Dig below the surface, and the efficacy of these collaborations, and their ability to truly capture new customers and increase sales, is dubious at best, especially for the luxury brand. It’s not like the typical Target customer all of the sudden shopped at the McQueen boutique, paying $1000s more for an item that was under $100 at Target. In fact, for many brands, these high-profile collaborations often raise a bar that cannot be easily or consistently recreated—forcing luxury brands to chase after their business, which is hardly the modus operandi of luxury brands and their quest for exclusivity. In fact, often these collaborations are a signal that all is not well with a brand—and that without relying on the affinity or success of another more accessible brand—they are not meeting their numbers.

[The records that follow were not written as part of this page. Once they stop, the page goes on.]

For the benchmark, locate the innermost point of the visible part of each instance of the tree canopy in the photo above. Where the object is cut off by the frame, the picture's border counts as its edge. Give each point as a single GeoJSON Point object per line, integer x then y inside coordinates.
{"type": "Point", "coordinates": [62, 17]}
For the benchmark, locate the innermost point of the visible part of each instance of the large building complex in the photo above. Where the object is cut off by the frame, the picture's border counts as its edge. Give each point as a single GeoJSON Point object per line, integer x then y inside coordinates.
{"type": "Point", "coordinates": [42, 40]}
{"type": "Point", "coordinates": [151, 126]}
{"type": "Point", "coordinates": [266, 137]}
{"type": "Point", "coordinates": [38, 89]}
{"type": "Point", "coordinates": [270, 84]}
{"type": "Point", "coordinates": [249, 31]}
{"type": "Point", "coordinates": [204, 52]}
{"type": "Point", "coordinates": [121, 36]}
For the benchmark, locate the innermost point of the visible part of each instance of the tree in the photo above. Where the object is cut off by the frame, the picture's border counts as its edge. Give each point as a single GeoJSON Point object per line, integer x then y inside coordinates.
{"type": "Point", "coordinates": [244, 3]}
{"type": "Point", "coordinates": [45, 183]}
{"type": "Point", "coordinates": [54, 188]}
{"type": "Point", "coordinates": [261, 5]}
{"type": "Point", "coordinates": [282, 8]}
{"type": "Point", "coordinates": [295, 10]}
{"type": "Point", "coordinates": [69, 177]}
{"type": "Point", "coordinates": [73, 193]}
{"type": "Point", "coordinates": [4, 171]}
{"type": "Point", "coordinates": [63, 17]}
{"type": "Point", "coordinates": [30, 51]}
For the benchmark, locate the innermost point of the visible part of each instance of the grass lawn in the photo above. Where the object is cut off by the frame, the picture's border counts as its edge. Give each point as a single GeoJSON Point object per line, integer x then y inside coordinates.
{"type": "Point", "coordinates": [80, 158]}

Let’s take the recent Gucci collaboration with Adidas. While this relationship is more obvious than some, if anything, it reinforces that the only difference between a $75 Adidas sneaker—that already comes with cultural clout—and the Gucci version, is the logo, brand colors, trim and a $800+ price tag. For all the conversation about values of “authenticity” and “transparency” this seems to be the opposite of that—proof that luxury relies more on “smoke and mirrors” than any real differentiation in quality. If there is a winner in all of this, it’s that Adidas sneakers are still a great deal. This might be oversimplifying things a bit, but looking at the luxury market in general, it’s easy to see a shift towards mass or fast luxury anyway, which is causing brands like Chanel to distance themselves from the luxury pack and dig deeper into their own DNA, rather than seek collaborations.
Another important component to consider when it comes to these types of collaborations is that most of these luxury brands are now owned and operated by LVMH or Kering Group. This allows them the ability to play these types of games, without necessarily having to turn a real profit for the individual brand themselves. It’s more a game of keeping these brands relevant while they may be underperforming. After all fashion is a cycle, and the expectation is that these brands will likely have their chance for cultural clout again. After all, it’s easier to resurrect a heritage luxury brand than it is to start a new one. Just ask Rihanna.